Clinical history and symptoms

Chronic obstructive pulmonary disease (COPD) typically presents in middle-aged and older people, usually with a history of exposure to noxious particles or gases. Tobacco smoking is the most important risk factor for COPD—approximately half of all smokers develop some degree of airflow limitation, and 15 to 20% develop clinically significant disability. Smoking and loss of forced expiratory volume in 1 second (FEV1) with age illustrates the accelerated decline in lung function seen in smokers compared with nonsmokers.

Not all patients with COPD have a history of smoking. Other risk factors include prenatal parental smoking, premature birth, respiratory illnesses in childhood, asthma, exposure to second-hand smoke, occupational exposure to dusts and fumes, and genetic susceptibility. In low- and middle-income countries, exposure to biomass smoke for heating and cooking is common.

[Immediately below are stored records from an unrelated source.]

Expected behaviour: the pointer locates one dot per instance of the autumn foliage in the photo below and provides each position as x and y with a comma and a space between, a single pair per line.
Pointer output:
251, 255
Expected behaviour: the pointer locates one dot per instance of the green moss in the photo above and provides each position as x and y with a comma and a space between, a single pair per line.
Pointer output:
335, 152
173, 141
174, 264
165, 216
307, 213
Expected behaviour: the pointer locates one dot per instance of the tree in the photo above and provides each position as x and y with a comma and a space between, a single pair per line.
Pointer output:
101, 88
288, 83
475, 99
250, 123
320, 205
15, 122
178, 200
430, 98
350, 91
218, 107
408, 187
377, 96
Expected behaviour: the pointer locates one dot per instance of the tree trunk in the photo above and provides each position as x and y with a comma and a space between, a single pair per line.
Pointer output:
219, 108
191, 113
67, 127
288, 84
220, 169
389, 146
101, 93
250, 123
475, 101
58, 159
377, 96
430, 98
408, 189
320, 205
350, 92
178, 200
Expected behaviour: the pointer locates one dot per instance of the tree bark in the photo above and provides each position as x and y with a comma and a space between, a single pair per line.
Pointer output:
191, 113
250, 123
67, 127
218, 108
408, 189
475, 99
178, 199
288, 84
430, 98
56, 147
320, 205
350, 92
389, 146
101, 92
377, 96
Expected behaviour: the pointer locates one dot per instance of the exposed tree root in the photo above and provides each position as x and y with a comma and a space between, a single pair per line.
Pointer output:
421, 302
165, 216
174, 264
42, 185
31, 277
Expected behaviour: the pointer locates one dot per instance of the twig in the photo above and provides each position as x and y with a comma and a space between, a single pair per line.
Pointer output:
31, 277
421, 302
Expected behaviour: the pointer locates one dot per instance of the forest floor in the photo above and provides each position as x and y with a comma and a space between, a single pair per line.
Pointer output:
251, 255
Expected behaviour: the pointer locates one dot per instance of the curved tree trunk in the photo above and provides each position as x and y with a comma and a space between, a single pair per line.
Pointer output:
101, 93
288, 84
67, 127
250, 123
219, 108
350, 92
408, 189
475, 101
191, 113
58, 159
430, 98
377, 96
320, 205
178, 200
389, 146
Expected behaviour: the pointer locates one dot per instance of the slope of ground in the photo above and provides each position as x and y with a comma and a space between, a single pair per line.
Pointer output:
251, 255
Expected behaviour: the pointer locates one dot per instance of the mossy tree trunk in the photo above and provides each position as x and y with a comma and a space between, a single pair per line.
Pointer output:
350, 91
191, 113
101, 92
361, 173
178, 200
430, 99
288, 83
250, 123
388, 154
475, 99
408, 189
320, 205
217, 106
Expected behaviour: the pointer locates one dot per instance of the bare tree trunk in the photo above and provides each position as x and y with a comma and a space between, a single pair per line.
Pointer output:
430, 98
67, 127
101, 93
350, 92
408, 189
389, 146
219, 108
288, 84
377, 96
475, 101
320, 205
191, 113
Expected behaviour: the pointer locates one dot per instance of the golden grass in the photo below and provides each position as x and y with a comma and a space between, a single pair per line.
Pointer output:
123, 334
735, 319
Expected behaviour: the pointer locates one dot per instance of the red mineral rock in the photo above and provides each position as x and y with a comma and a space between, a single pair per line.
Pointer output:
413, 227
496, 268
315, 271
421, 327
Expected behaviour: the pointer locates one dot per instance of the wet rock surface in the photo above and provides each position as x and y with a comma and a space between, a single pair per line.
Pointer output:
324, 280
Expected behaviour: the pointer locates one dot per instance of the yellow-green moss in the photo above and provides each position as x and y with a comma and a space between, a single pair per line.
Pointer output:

Consider the possibility of COPD in all patients older than 35 years who are smokers or ex-smokers, or have other relevant risk factors, and present with symptoms suggestive of COPD, including:

  • breathlessness
  • cough
  • recurrent respiratory tract infection
  • sputum production
  • wheezing.

Breathlessness may be the patient’s only symptom; it typically occurs only on exertion initially, but worsens insidiously over several years.

Some inherited conditions, most notably alpha1-antitrypsin deficiency, make patients more susceptible to the damaging effects of tobacco smoke, and lead to earlier development and more rapid progression of COPD. Alpha1-antitrypsin deficiency should be suspected if COPD develops at a young age (eg before 40 years), particularly if the patient has a family history of COPD. Refer young patients with COPD to a respiratory physician for assessment.